Only a miracle can prevent the Aam Aadmi Party (AAP) from finishing on top in the Punjab assembly election, irrespective of how many seats it ultimately bags. But miracles do happen.
For a party born only some four years ago, the AAP -- India's youngest political outfit -- now exists in every nook and corner of the largely rural state. This itself is no mean achievement.
Even those not sympathetic to the AAP admit that Punjab will see a serious three-way contest for the first time -- even if Deputy Chief Minister Sukhbir Badal keeps joking that AAP will get no more than ten seats.
The Punjab election is crucial for the AAP and its leader and magnet Arvind Kejriwal, the Delhi Chief Minister.
A possible loss will make many say that the sweeping Delhi victory in February 2015 was a fluke and perhaps an isolated urban phenomenon. But if the AAP takes over Punjab, it will mean much more.
A Punjab win will add to the AAP's stature as a growing party, one capable of expanding its wings against great odds, evident by the way it has been boxed in by the central government in Delhi.
A Punjab victory would not only boost the AAP's confidence in the other states it is eyeing but also increase its stake in a larger number of Lok Sabha seats in 2019.
Precisely for this reason, the Modi administration will want the AAP to lose Punjab -- and badly. A Congress win will also be problematic but will be a lesser evil in the given circumstances.
Journalists from Delhi who visit Punjab are returning with more or less a unanimous view that an AAP defeat is very difficult if not impossible.
But many are also coming with an ominous message delivered off the record by BJP's Punjab leaders: AAP won't be allowed to win -- at any cost.
On its part, the Congress keeps parroting that an aggressively anti-Modi Kejriwal -- as AAP chief -- is no good news for Punjab. The point doesn't have too many takers, in part because of Kejriwal's personal popularity. So how can the AAP be tripped? Some signs are evident.
Already Kejriwal has become a persona non grata in many television channels -- unless he can be shown in bad light. This could not have been possible without someone directing it all.
When Kejriwal hurls accusations against Prime Minister Narendra Modi, he gets virtually no publicity in the electronic media. But the same channels are generous if Rahul Gandhi makes the very same charges.
Recent developments in Delhi leading to the abrupt resignation of Lt Governor Najeeb Jung indicate that the Modi government may be planning to arrest one or two AAP ministers. This could happen ahead of February 4 -- when Punjab votes along with Goa, the only other state where the AAP is contesting.

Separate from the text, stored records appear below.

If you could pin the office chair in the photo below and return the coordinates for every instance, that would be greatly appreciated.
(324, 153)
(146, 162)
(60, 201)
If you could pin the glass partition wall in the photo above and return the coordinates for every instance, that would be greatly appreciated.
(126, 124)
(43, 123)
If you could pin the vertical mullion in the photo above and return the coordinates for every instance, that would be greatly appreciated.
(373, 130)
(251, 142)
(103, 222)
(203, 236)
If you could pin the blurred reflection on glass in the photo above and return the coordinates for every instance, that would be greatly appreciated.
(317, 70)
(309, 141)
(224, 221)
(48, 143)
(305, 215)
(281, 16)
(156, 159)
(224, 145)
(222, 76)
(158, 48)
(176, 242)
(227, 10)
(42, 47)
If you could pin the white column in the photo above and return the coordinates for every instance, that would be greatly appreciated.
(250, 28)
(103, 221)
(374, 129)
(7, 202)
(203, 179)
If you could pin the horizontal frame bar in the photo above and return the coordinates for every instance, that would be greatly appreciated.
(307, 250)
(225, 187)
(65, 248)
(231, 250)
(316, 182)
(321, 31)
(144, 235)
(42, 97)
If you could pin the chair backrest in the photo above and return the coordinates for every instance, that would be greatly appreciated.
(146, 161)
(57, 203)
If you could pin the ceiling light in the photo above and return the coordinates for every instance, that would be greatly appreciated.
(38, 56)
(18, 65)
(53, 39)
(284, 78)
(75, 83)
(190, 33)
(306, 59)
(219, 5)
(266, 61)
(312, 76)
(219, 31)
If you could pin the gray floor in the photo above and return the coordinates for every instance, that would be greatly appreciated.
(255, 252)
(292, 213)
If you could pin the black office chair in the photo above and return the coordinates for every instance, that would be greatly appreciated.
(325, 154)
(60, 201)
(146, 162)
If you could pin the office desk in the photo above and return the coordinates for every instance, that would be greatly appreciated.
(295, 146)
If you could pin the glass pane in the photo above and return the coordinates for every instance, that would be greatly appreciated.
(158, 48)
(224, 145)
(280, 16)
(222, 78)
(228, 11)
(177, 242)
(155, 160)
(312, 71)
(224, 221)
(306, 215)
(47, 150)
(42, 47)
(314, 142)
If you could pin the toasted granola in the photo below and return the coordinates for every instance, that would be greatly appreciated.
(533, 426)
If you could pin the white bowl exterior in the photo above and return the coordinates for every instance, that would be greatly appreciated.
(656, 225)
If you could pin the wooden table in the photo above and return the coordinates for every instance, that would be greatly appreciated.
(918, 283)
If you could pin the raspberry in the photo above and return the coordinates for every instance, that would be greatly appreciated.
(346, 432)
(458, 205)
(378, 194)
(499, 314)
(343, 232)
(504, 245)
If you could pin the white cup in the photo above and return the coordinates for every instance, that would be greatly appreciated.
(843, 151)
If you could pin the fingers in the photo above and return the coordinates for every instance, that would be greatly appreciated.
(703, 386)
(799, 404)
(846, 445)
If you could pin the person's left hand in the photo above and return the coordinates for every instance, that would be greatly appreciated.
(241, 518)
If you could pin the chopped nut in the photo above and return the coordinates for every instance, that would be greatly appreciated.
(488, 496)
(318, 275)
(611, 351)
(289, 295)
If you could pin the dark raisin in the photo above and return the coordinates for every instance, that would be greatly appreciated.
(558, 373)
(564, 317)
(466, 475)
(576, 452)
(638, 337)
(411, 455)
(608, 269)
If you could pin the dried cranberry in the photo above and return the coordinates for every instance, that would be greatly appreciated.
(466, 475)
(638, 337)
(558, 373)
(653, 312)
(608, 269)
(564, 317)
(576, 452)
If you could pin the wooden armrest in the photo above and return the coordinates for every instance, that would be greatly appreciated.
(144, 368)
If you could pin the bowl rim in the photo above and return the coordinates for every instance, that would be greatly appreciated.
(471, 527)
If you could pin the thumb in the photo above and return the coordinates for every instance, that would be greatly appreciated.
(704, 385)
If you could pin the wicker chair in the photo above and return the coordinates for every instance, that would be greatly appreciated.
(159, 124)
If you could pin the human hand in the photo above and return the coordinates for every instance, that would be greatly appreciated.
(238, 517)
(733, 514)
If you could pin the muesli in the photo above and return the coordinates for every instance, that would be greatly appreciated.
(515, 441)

Irrespective of what finally happens to the arrested ministers, the corruption charges will be used to undermine the AAP's appeal as an outfit different from the established parties.
The argument will be: if the AAP is no different, why not try known devil Congress if the Akalis are indeed bad?
By arresting AAP ministers, the Modi government will also attempt to cripple the movements outside Delhi of Kejriwal, who is a key -- although not the party's sole -- vote catcher. Can Kejriwal himself be arrested -- on some spurious charge?
Some months back Sukhbir Badal said he had forwarded to the Union Home Ministry "evidence" that the AAP had links with Khalistani terrorists and that Khalistanis were backing the AAP.
When I wrote in July 2015 (just five months after Kejriwal took office) that an opinion in Delhi favoured toppling the Kejriwal government, most people thought it was preposterous.
But if this happens now, not many will be surprised. Keep your fingers crossed till Punjab and Goa vote.
(M.R. Narayan Swamy is a senior journalist. The views expressed are strictly personal.)